Speaking at the Sloan Sports Analytics Conference, NBA Commissioner Adam Silver shared that
substantial changes” are on the way to discourage NBA teams from intentionally losing to increase their chance at more favorable lottery odds.
Summarized by Mike Vorkunov of The Athletic (subscription required), Silver hinted at continuing a more gradual set of changes to keep NBA games competitive deep into the season, rather than push through large changes all at once:
“Not to exactly forecast where we’re
going, but I think I’m sort — I am an incrementalist,” Silver continued. “I think we got to be a little bit careful, you know, about how huge a change we make at once. I’m not ruling anything out, but I am paying attention to that. And then there’s something significantly more than, I would say, just tinkering with the existing system.”
Silver mentioned the WNBA as an example. The WNBA takes the last two seasons of records into account for non-playoff teams and bases the lottery odds on those.

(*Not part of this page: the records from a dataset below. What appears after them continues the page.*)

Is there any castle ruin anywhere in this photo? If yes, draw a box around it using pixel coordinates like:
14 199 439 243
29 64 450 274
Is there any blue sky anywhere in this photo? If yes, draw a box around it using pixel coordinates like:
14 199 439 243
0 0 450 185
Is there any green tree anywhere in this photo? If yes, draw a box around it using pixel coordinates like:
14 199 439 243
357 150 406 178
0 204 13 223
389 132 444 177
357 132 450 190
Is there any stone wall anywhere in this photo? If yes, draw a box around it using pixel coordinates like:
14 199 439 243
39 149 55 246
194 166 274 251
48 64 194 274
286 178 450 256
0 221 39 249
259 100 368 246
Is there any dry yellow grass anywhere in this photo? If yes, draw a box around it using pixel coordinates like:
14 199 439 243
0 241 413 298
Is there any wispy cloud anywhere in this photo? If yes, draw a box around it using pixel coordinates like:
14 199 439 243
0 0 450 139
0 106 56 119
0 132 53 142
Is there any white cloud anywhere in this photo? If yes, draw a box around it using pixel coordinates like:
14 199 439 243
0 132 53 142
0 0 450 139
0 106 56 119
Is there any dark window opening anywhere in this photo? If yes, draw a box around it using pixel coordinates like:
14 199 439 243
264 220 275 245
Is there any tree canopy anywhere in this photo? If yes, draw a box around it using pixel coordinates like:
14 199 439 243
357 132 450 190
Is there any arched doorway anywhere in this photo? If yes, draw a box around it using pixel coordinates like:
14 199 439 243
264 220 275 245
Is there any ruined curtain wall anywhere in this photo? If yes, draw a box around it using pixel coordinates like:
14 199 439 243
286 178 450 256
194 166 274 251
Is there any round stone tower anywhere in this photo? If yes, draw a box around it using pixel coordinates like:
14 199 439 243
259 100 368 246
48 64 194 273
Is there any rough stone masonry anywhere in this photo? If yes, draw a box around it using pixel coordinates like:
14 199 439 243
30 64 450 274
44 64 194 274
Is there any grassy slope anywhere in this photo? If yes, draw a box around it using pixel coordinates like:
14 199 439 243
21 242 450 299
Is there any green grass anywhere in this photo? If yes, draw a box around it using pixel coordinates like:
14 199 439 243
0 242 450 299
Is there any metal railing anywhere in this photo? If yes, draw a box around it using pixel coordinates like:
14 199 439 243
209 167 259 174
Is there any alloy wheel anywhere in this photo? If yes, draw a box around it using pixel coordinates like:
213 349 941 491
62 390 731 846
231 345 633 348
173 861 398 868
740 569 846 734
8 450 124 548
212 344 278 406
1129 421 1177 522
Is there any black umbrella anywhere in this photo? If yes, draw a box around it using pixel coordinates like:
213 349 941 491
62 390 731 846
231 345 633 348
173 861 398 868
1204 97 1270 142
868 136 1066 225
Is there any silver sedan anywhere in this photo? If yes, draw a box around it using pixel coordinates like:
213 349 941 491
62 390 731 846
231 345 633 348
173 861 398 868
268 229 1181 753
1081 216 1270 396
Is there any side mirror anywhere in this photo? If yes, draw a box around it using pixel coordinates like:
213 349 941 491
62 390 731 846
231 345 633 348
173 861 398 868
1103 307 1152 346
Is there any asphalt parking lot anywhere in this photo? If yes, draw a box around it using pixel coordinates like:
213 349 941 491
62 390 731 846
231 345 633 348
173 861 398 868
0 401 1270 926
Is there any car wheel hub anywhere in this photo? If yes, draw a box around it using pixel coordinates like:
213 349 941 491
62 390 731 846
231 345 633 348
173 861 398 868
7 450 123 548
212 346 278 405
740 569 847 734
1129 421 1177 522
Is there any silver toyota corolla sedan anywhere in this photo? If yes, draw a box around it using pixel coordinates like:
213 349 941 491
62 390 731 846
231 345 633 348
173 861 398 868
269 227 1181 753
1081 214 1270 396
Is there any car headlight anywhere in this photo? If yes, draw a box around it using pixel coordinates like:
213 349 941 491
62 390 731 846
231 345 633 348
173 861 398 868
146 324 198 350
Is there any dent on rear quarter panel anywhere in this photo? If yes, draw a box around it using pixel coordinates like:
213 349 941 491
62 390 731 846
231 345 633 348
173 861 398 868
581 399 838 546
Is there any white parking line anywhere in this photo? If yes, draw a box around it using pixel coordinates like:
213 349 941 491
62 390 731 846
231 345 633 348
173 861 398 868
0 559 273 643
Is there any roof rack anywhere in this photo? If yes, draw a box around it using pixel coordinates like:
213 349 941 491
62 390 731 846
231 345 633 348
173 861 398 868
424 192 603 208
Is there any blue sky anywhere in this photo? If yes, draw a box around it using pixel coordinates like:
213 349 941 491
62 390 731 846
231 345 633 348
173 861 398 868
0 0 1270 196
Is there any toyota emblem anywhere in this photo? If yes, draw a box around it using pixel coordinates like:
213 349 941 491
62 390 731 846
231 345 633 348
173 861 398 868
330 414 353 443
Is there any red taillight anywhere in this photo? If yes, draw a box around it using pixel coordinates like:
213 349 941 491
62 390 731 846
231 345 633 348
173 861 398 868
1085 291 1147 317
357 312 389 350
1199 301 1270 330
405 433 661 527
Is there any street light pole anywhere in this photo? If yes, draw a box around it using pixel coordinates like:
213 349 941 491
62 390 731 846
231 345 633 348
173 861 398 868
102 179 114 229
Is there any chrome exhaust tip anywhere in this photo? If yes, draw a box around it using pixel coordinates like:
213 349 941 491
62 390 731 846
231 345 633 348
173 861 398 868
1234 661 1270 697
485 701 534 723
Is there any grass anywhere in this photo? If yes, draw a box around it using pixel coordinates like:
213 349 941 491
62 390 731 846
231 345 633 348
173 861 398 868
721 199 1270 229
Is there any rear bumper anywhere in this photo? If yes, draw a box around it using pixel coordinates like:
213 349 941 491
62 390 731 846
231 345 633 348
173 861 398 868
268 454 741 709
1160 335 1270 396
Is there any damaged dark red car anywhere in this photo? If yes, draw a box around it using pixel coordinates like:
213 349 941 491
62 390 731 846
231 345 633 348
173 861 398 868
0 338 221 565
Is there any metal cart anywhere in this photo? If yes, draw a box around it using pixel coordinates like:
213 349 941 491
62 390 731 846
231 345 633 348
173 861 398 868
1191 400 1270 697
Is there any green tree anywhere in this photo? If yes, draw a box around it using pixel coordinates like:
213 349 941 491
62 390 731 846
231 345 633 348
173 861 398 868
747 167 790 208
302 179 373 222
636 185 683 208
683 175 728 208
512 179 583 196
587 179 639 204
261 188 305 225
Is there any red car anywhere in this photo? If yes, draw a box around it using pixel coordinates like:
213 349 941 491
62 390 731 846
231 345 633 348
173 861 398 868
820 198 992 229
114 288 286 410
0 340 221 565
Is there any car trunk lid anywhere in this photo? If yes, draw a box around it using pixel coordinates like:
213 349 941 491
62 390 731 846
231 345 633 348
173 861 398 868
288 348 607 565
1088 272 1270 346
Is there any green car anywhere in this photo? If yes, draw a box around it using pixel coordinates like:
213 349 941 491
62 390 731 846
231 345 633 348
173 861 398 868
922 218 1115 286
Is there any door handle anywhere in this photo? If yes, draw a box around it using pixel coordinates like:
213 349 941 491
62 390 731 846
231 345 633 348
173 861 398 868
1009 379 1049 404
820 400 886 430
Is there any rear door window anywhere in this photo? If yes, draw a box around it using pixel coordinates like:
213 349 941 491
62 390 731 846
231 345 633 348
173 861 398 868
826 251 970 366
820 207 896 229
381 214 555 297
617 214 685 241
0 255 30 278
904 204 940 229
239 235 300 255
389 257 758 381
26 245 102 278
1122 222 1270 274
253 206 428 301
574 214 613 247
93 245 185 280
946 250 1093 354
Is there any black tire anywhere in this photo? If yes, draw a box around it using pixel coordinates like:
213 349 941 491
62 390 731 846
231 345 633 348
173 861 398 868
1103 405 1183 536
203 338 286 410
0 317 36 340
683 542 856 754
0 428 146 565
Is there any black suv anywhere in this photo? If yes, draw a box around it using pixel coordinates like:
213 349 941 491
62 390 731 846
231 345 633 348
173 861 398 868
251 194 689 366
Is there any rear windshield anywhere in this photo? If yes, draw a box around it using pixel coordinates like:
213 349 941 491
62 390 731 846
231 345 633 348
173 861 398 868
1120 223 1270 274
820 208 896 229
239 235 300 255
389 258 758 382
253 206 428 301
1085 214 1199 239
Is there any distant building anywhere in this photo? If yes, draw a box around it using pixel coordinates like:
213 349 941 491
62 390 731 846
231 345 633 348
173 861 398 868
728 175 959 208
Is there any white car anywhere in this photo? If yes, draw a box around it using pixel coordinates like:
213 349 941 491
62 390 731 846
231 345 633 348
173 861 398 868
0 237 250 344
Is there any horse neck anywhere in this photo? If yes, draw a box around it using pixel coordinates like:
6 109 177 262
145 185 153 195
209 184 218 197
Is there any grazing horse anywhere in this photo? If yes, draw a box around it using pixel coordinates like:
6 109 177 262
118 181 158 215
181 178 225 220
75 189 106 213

Silver also addressed the “tension” between teams that are actually trying to win but they’re bad, and teams who are pulling shenanigans to lose more games:
I do think, and this is the tension, there are legitimate rebuilds where you have young teams, they’re genuinely trying to win games. They’re out there trying to win night in, night out. There are also situations where you have teams this used to be more toward the end of the season … where you want to see the young players playing under game circumstances and those wins aren’t as important. I don’t view that as the kind of tanking we’re experiencing right now. So incentives are off.”
Silver also repeated a narrative that has been floated in NBA podcasting circles: that this upcoming draft is stronger than usual and therefore the tanking has been particularly egregious:
“It’s a little bit of a perfect storm this season, that you have a perceived, very deep draft,” Silver said. “Again, I say perceived because scouts’ predictions are wrong. But there’s a sense that you have four players in particular, maybe five, who are true game changers. You add to that a forecast that the next two years drafts won’t be as good, and you create enormous incentive for teams to tank and I add on top of that, and this also goes to this basketball’s life notion there’s been sort of destigmatization around certain behaviors.”
Silver and the NBA fined the Utah Jazz last month for pulling a few key players from the end of two games, and fined the Indiana Pacers (after an independent physical evaluation) for sitting players who were deemed fit to play.